Pentoses are essential carbohydrates in the metabolism of modern lifeforms, but their availability during early Earth is unclear since these molecules are unstable.
A new study, published in the journal JACS Au and led by the Earth-Life Science Institute (ELSI) at Tokyo Institute of Technology, Japan, reveals a chemical pathway compatible with early Earth conditions and by which C6 aldonates could have acted as a source of pentoses without the need for enzymes. Their findings provide clues about primitive biochemistry and bring us closer to understanding the Origins of Life.
The emergence of life on Earth from simple chemicals is one of the most exciting yet challenging topics in biochemistry and perhaps all of science. Modern lifeforms can transform nutrients into all sorts of compounds through complex chemical networks; what’s more, they can catalyze very specific transformations using enzymes, achieving a very fine control over what molecules are produced.
However, enzymes did not exist before life emerged and became more sophisticated. Thus, it is likely that various nonenzymatic chemical networks existed at an earlier point in Earth’s history, which could convert environmental nutrients into compounds that supported primitive cell-like functions.
The synthesis of pentoses is a prominent example of the above scenario. These simple sugars, containing only five carbon atoms, are the fundamental building blocks of RNA and other molecules that are essential to life as we know it. Scientists have proposed and studied various ways pentoses could have been generated prior to the origin of life, but current theories beg the question: how could pentoses ever accumulate in quantities enough to partake in pre-life reactions if these compounds are extremely short-lived?
To tackle this question, a research team led by Research Scientist Ruiqin Yi from ELSI conducted a study to find an alternative explanation for the origin and sustained supply of pentoses on early Earth.
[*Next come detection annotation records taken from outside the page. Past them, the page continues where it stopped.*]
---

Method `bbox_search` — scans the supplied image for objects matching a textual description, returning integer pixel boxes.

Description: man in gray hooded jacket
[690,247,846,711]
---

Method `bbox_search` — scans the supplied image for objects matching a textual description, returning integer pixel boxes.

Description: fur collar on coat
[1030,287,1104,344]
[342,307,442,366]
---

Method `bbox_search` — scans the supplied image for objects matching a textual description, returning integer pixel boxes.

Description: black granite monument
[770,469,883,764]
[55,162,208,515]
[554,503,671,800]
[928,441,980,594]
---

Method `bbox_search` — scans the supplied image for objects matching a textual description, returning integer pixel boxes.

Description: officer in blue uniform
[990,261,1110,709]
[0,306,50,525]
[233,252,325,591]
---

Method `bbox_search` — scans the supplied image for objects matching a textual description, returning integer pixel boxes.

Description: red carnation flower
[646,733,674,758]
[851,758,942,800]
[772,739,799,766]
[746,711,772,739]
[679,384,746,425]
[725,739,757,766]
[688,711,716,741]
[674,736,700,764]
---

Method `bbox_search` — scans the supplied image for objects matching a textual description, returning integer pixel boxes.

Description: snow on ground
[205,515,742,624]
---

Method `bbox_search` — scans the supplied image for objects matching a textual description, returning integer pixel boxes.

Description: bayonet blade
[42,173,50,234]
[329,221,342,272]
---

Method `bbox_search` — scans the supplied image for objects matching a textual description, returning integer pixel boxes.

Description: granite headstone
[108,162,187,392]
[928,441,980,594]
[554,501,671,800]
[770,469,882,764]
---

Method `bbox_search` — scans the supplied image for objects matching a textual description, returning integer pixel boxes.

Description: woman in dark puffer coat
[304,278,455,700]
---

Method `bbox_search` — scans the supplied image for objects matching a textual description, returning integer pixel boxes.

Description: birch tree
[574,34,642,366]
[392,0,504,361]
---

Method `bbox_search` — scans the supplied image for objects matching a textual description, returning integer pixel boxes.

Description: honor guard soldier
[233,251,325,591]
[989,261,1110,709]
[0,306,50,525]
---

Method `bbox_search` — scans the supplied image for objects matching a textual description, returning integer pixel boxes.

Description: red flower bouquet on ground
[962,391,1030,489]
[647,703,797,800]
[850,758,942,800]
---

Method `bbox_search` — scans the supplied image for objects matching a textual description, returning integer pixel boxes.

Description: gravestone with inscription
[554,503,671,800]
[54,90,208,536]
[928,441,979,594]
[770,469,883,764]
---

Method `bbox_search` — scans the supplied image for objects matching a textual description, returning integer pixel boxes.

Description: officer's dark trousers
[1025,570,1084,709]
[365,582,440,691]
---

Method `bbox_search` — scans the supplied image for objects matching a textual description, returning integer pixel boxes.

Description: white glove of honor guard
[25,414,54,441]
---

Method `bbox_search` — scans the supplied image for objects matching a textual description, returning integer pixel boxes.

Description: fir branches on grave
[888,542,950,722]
They explored an enzyme-free chemical network in which C6 aldonates, which are stable six-carbon carbohydrates, accumulate from various prebiotic sugar sources and then convert back to pentoses.
The proposed chemical pathway begins with gluconate, a stable C6 aldonate that may have been readily available on early Earth through known prebiotic transformations of basic sugars. The next step is the nonselective oxidation of C6 aldonate into uronate; here, the term ‘nonselective’ means that the oxidation process does not discriminate between the various carbon atoms in the aldonate structure, leaving five possible oxidation outcomes.